Time and Agency in the Care/Work Narratives of Families with Disabilities


Karen Foster, Dalhousie University; Laura Fisher, Dalhousie University

There is a large and well-established field of social scientific research that seeks to measure and make sense of how families balance the many and sometimes conflicting claims on their time, and how these claims, and their attendant responses, feelings, negotiations and strategies are gendered. Over time, the field has grown more sensitive to the diversity of families we can try to understand, and the complexity of how households divide up the work that keeps them running. Researchers have showed, for instance, that “time is not time is not time” (Doucet, 2022)--problematizing simplistic time-use calculations–and that gender differences in household and care work are not always the same as gender inequalities (Doucet, 1995).

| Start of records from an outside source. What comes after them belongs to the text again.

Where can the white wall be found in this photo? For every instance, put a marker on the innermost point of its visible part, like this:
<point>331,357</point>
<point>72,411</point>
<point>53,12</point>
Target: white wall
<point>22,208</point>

In this paper, we seek to add to this still-expanding field by contemplating how to make space for the positive and negative implications of disability–children’s and parents’--in our analysis of parents’ care/work narratives, with additional attention to how their care/work relations, and the control they have over them, may change and vary over time at multiple scales -- within a day, but also the life course (Elder, 1994). Like a growing number of researchers (Hanisch, 2013; Thomas, 2022), we seek to carve a space between the ‘deficit narrative’ approach that focuses attention on all the ways in which disability limits parents’ and children’s agency and flourishing, and a naive approach that ignores their challenges. Our more specific objectives are to explore the relationships between temporality (at multiple scales) and agency in disabled families’ stories, to help us understand care/work experiences in families with disabilities, and to point to helpful interventions or supports. To that end, we draw on 17 interviews from a larger Canadian cross-national project that includes a national survey (with almost 5000 participants) and a follow-up qualitative research project with selected participants from the survey (with 88 households and 155 participants) on gender divisions and relations between unpaid work and paid work in diverse families. Data collection utilized the Care/Work Portrait (Doucet and Klostermann, 2023), a visual participatory method for exploring how individuals and couples navigate and negotiate all the work that goes into running a household. Data analysis Team-based data analysis work used an adapted version of the Listening Guide approach to narrative analysis.